DHAKA: Hundreds of National Guardsmen in riot gear and armoured vehicles have prevented an `empty pots march` from reaching Venezuela`s Food Ministry to protest against shortages of staple items.
More than 5,000 protesters banged pots, blew horns and whistles and carried banners in Caracas, the capital, on Saturday to decry crippling inflation and now-chronic shortages of basics including flour, milk and toilet paper, Al-Jazeera reported.
Protests were also held in several other cities including Maracaibo, San Cristobal, Valencia, Isla de Margarita and Puerto Ordaz. Local television did not broadcast any images of the marches, the AFP news agency reported.
All over Venezuela, people spend hours every week queuing up at supermarkets, often before dawn, without even knowing what may arrive.
"There`s nothing to buy. You can only buy what the government lets enter the country because everything is imported. There`s no beef. There`s no chicken," said Zoraida Carrillo, a 50-year-old marcher in Caracas.
The capital`s government-allied mayor had refused the marchers a permit to hold the rally, leading opposition leader Henrique Capriles to accuse authorities of trying to "criminalise" peaceful protests, the AP news agency reported.
"Nicolas [Maduro] is afraid of the empty pots of our people. He mobilizes hundreds of soldiers against empty pots," he said of the man who defeated him by a narrow margin in presidential elections last April.

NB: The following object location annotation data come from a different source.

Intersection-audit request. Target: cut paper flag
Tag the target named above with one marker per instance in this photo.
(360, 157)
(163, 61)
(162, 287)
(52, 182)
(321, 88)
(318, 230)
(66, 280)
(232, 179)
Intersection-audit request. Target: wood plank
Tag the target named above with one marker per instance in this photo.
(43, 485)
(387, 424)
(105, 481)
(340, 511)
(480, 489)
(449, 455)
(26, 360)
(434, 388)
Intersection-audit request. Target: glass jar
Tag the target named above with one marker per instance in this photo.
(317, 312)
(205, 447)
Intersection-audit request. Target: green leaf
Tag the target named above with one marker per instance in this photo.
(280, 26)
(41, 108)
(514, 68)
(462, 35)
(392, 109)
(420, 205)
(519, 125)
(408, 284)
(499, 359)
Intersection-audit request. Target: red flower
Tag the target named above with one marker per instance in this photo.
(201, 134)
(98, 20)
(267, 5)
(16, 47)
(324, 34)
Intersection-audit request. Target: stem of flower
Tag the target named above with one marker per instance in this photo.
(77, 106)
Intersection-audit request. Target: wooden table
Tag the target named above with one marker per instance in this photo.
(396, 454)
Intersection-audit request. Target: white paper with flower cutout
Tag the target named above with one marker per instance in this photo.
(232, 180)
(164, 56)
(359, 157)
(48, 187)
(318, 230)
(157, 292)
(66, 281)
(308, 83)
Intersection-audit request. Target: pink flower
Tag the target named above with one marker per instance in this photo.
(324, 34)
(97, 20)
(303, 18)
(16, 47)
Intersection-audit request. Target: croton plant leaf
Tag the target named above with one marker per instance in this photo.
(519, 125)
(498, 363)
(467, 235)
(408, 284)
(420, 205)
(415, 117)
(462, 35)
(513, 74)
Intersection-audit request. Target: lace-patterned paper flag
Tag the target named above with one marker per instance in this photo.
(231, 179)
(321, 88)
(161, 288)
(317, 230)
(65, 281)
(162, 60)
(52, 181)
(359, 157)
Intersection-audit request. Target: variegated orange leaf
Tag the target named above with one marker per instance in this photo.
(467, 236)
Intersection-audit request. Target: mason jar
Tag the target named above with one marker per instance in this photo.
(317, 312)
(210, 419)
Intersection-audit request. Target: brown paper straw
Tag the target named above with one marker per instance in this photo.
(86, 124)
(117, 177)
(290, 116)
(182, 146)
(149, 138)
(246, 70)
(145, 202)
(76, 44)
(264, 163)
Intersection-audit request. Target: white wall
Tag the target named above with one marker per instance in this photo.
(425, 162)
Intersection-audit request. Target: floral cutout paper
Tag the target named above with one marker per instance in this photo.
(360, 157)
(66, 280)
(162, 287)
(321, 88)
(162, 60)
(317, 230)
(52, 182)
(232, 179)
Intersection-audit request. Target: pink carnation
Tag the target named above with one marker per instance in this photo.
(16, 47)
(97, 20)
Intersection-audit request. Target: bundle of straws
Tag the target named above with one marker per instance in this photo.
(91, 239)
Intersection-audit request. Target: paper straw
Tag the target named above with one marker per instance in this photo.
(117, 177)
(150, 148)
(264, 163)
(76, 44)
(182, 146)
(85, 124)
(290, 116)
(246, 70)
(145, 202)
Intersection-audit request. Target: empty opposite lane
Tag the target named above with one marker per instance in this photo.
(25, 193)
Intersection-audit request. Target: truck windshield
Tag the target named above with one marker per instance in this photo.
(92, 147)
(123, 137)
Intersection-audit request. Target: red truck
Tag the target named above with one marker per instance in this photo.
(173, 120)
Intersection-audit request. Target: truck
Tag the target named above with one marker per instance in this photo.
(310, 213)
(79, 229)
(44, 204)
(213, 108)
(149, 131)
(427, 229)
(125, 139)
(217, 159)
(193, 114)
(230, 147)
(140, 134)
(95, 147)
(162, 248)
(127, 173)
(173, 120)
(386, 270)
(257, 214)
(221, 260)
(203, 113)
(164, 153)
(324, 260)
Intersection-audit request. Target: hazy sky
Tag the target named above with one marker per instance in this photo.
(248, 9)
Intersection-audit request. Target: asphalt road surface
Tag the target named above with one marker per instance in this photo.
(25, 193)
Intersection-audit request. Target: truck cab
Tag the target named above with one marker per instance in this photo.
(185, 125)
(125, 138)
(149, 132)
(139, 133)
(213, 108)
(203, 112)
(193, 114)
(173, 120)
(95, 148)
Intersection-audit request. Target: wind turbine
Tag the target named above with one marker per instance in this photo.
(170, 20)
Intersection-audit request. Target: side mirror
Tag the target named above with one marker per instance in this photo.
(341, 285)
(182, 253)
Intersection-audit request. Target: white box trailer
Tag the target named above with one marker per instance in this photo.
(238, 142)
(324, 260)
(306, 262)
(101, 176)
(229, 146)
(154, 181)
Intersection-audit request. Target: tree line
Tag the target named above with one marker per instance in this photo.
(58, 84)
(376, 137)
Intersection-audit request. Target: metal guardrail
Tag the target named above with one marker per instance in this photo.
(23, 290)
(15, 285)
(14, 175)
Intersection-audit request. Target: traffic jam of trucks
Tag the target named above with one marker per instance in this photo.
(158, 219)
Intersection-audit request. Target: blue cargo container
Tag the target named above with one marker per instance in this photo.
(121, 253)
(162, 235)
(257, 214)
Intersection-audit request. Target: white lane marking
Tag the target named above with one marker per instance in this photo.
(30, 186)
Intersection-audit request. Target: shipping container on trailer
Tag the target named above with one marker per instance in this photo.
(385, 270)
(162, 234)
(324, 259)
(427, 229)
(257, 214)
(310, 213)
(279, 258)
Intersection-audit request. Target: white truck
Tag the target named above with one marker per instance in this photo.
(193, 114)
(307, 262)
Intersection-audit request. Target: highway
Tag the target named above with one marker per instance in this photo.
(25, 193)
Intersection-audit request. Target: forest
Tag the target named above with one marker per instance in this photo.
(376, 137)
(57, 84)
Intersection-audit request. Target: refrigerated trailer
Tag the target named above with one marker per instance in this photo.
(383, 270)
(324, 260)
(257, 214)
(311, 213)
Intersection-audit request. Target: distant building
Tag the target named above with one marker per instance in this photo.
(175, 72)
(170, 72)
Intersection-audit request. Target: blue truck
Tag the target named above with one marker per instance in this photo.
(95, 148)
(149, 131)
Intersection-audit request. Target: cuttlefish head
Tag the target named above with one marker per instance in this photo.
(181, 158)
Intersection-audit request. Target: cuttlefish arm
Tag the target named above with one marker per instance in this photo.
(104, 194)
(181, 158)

Capriles also reiterated opposition complaints that the government is sending "functionaries and groups of paramilitaries, which they have armed, to put down protests".
President Nicolas Maduro has faced several weeks of daily student-led protests across the nation that he says are an attempt by far-right provocateurs to overthrow him.
They have been joined by mostly middle-class Venezuelans fed up with inflation that reached 56 percent last year and one of the highest murder rates in the world.